What do people think about inheriting pandas classes from abc.collections
classes?
I think the main ones are DataFrame
& Series
inheriting from Mapping
and Index
from Sequence
.
This would enable other libraries to infer classes' behavior in a tighter way, for example to work out whether an object is list-like but not dict-like, they can check the types, rather than hasattr(obj, '__iter__') and not hasattr(obj, 'values')
. And it doesn't cost anything.
But as far as I'm aware, other libraries in the pydata ecosystem don't do this, so this would be out of the norm.
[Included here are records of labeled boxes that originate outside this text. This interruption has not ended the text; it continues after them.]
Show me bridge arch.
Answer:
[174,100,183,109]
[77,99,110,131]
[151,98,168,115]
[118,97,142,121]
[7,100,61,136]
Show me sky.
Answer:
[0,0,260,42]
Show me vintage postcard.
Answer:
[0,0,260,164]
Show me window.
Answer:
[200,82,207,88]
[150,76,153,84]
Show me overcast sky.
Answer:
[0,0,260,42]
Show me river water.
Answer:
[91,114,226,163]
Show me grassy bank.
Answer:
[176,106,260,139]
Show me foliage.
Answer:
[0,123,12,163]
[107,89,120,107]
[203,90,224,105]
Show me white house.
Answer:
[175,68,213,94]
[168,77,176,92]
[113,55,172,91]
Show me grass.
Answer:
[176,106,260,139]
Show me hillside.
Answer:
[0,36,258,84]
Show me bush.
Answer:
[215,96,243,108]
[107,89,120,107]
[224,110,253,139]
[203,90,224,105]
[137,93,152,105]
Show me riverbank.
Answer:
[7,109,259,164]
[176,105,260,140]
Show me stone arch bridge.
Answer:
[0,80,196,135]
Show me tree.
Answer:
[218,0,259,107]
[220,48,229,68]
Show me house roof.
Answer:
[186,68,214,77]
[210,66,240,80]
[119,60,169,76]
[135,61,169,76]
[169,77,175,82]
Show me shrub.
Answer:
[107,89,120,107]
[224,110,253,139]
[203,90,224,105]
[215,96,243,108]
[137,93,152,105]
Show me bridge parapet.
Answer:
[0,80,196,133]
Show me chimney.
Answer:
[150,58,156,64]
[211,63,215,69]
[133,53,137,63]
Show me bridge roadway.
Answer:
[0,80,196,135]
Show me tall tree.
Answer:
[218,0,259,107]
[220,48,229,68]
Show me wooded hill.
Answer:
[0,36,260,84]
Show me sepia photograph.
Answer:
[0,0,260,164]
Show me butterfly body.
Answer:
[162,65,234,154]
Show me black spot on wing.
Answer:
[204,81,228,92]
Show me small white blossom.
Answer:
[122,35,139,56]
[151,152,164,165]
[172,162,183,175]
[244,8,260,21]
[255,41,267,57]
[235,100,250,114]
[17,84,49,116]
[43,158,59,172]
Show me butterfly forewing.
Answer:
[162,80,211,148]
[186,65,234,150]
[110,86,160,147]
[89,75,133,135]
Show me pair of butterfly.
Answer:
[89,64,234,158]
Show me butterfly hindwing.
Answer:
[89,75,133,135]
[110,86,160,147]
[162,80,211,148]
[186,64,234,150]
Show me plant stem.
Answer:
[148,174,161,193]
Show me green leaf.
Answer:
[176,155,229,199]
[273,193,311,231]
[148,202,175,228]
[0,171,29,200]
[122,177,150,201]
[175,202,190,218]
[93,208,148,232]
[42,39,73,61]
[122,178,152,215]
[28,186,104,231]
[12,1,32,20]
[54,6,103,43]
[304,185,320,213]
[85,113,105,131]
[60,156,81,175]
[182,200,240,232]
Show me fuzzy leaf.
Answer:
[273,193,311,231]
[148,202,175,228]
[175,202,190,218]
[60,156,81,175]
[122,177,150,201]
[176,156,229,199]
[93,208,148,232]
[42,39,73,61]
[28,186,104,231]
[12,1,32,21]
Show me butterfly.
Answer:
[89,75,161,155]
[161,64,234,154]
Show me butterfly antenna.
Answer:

https://docs.python.org/3/library/collections.abc.html
Comment From: kawochen
I think you have misunderstood abc
. These classes have special __subclasshook__
so that you don't have to inherit from them to be a subclass of them.
e.g.
In [172]: issubclass(pandas.Series, collections.Container)
Out[172]: True
So perhaps we can think about whether we want to make pandas
objects satisfy the necessary contracts.
Comment From: max-sixty
Cheers @kawochen. It looks like Mapping
doesn't implement that (its __subclasshook__
falls back to Sized).
I'm not sure why that is. It could be because it has some Mixin methods on top of its abstract methods? Whatever the reason, I'm fairly confident DataFrame satisfies the contracts
In [21]: df = pd.DataFrame()
In [22]: isinstance(df, collections.Mapping)
Out[22]: False
In [23]: isinstance(df, collections.Sized)
Out[23]: True
Comment From: kawochen
@MaximilianR nope it doesn't have items
edit: OK actually I don't know why.
Comment From: kawochen
I agree hasattr
isn't pretty. We can think about defining a few custom abstract base classes for pandas
using __subclasshook__
to replace those and functions like is_dict_like
. I don't know about performance, but it's probably just an extra indirection.
Comment From: max-sixty
@kawochen have a look at the Mapping.__subclasshook__
- it can never return True
:
In [27]: collections.Mapping.__subclasshook__??
Signature: collections.Mapping.__subclasshook__(C)
Source:
@classmethod
def __subclasshook__(cls, C):
if cls is Sized:
if any("__len__" in B.__dict__ for B in C.__mro__):
return True
return NotImplemented
File: /Library/Frameworks/Python.framework/Versions/3.4/lib/python3.4/_collections_abc.py
Type: method
So I think for these, you would need to inherit from Mapping
. Still open to being wrong though
Comment From: kawochen
oh you are right. It looks like you'd need to call collections.Mapping.register(DataFrame)
Comment From: max-sixty
Or add that as one of the classes DataFrame
inherits from. That's fairly canonical, there's an example on the collections page: https://docs.python.org/3/library/collections.abc.html (although the benefits described are slightly orthogonal)
Comment From: kawochen
Hmm DataFrame.values
is not callable though.
Comment From: max-sixty
That's true. It does break the contract a bit. I still think it's better than what exists now, albeit not perfect.
And .values
-> .data
in pandas 1.0??
Comment From: mitar
I also think that pandas.DataFrame
should register with abstract classes.
I think the following would work:
Sequence.register(pandas.DataFrame)
To my understanding it exposes everything necessary.
Comment From: keijak
Making DataFrame a subclass of Mapping would be problematic due to the semantics of DataFrame__len__. len(df) returns the number of rows (=len(df.index)). It needs to be the number of columns to match the dict behavior.
Comment From: jreback
I don't think this is actually possible as we have some named properties e.g. index which have confliciing meaning with .index() iterables.